Adds two preference-tuning methods — ORPO and DPO — to the MLX trainer, bringing preference optimization to the Apple-Silicon path. On CUDA, Unsloth gets these by patching TRL's trainers (rl_replacements.py); since there is no TRL on MLX, these are native implementations built on the existing MLX trainer, sharing a common preference data collator (mirroring TRL's single DataCollatorForPreference).

Enable via loss_type="orpo" or loss_type="dpo". Default ("sft") is unchanged.

ORPO

Combines SFT with a preference signal in one loss, no reference model:
L = L_SFT + beta * L_OR, where L_OR = -log(sigmoid(log_odds_chosen - log_odds_rejected)) using the full p/(1-p) odds (paper-faithful, not a simplified log-prob ratio), with the 1 - exp(logp) term numerically stabilized.

Config: orpo_beta: float = 0.1 (TRL default).

DPO

Compares the policy against a frozen reference:
L = -log(sigmoid(beta * [(logp_chosen^pol - logp_chosen^ref) - (logp_rejected^pol - logp_rejected^ref)])).

Reference via live LoRA-disable (matching TRL's is_peft_model default — no second model copy). The base model is the reference: we temporarily zero the LoRA scales (mlx_lm's LoRALinear.__call__ is y + scale*z, so scale=0 disables the adapter), run the reference forward under mx.stop_gradient, and restore the scales in a finally block. Verified the scale restore is bit-exact and survives value_and_grad tracing.

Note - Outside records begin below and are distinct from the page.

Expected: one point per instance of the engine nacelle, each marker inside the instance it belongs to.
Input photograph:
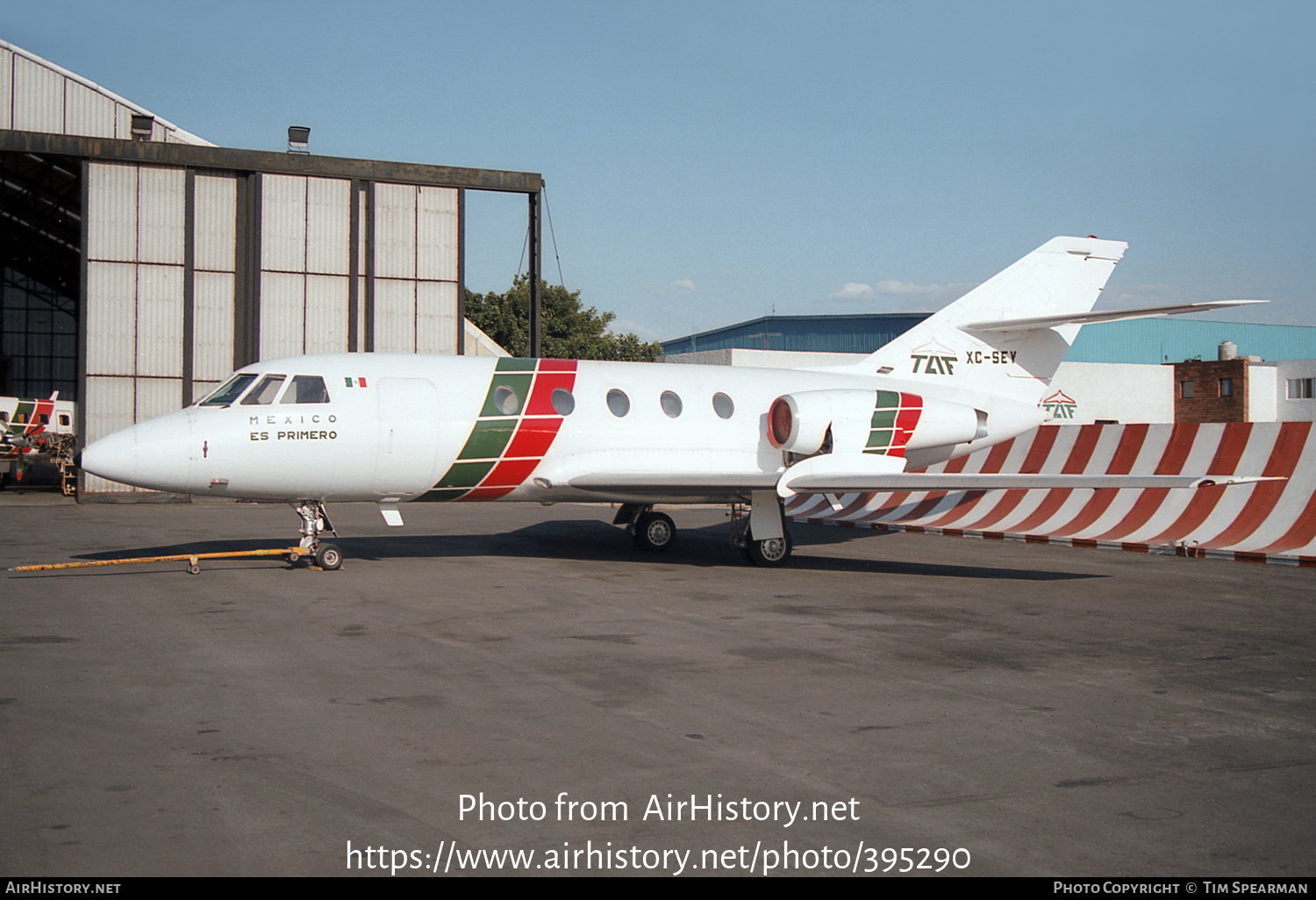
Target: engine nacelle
(869, 421)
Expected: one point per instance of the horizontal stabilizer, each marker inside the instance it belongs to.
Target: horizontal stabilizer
(824, 483)
(1107, 316)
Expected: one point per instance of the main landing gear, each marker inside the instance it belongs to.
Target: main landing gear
(655, 532)
(649, 529)
(315, 521)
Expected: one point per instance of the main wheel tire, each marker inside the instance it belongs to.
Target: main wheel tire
(770, 553)
(328, 557)
(654, 532)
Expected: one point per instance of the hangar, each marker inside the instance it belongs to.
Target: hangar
(142, 263)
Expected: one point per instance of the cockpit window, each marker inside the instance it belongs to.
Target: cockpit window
(263, 394)
(231, 391)
(305, 389)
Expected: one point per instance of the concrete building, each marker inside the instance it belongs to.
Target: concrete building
(1084, 392)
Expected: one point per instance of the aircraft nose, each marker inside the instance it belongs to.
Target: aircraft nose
(152, 454)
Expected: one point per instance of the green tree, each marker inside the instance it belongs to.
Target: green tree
(569, 332)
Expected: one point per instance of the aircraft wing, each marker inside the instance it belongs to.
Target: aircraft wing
(1107, 316)
(671, 486)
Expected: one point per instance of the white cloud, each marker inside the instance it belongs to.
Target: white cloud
(891, 287)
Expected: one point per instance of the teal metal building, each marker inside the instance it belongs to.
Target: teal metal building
(1134, 341)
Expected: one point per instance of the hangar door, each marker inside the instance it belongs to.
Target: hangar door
(194, 273)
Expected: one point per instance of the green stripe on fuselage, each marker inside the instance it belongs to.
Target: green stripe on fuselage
(489, 439)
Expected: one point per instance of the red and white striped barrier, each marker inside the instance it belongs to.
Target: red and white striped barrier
(1268, 521)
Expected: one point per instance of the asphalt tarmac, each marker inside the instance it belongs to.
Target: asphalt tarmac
(994, 708)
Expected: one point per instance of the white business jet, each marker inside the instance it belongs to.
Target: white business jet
(389, 429)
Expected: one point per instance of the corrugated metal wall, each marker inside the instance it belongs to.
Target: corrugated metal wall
(134, 297)
(415, 268)
(304, 265)
(215, 281)
(157, 278)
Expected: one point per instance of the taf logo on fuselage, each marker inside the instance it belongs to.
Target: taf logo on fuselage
(1058, 405)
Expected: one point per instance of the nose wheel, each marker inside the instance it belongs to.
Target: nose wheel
(315, 521)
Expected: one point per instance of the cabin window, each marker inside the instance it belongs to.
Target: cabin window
(507, 400)
(619, 403)
(671, 404)
(231, 391)
(263, 394)
(723, 405)
(563, 402)
(305, 389)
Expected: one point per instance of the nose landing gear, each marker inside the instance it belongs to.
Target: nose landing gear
(315, 520)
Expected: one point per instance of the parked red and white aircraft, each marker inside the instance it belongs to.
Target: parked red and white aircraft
(390, 428)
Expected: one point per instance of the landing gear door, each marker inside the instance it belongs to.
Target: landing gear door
(407, 436)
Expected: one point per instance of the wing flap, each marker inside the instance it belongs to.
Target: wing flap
(1105, 316)
(836, 483)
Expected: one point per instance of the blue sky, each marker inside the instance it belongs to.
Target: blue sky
(712, 162)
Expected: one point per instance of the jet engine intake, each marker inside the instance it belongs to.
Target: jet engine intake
(799, 423)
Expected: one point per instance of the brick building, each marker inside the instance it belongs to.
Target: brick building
(1211, 391)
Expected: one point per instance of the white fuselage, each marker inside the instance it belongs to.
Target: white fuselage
(394, 428)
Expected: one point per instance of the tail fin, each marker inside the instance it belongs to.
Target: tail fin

Config: dpo_beta: float = 0.1, reference_free: bool = False (drops the reference term, matching TRL). Precompute of reference log-probs (TRL's precompute_ref_log_probs) is a possible follow-up optimization; this PR computes the reference live each step.

Shared design

Concatenated forward, mirroring TRL's concatenated_forward: chosen and rejected stacked into one batch (chosen block then rejected block), single forward, split in the loss. Verified MLX value_and_grad differentiates cleanly through the concat-and-split.
Shared collator create_preference_batches: length-sorts pairs, dynamic-pads to a multiple of 32 (Apple-Silicon padding), produces (batch, lengths, None) consumed by the existing text step path. Both ORPO and DPO use it.
Minimal trainer footprint: both loss fns match make_baseline_loss_fn's (model, batch, lengths, labels) signature; the batch path short-circuits in _prepare_data.

Scope

Text models only. VLMs raise a clear not-supported error; eval during preference tuning prints a skip notice and trains normally. Both are follow-ups.

Testing (Qwen2.5-0.5B, small preference sets)

ORPO end-to-end: trains, loss decreases; loss math verified against the paper in all regimes (chosen≫rejected, rejected≫chosen, equal) and at the numerical edge.
DPO end-to-end: trains, loss decreases. Step 1 loss = 0.6931 = -log(0.5) exactly (untrained adapter → policy == reference → zero logits), the theoretically-correct starting value, then moves as the policy diverges. DPO loss math verified directionally in a controlled test (GOOD < NEUTRAL < BAD, NEUTRAL = -log(0.5)). Reference scale-toggle verified bit-exact and gradient-safe across multiple steps (no leak).
reference_free DPO: trains, reference term dropped (distinct loss behavior, no -log(0.5) midpoint).
Regression: SFT (default) unchanged (prints CCE loss); ORPO unaffected by the DPO wiring; both verified after the shared-collator rename.
gradient_accumulation_steps>1: both methods run clean.
Guards: VLM raises the clear error; eval prints the skip notice and trains.
Existing MLX suite: 90 passed across baseline-loss-parity, batching, padding, module-exports, trainer-internals. The only failures are three pre-existing CCE-kernel tests (test_cce_*) that fail identically on main without this change — a torch-shim issue unrelated to this work.
Smoke tests confirm the objectives run correctly and the losses behave as expected; they do not measure downstream preference-alignment quality (needs a full eval, out of scope). Tested on small datasets.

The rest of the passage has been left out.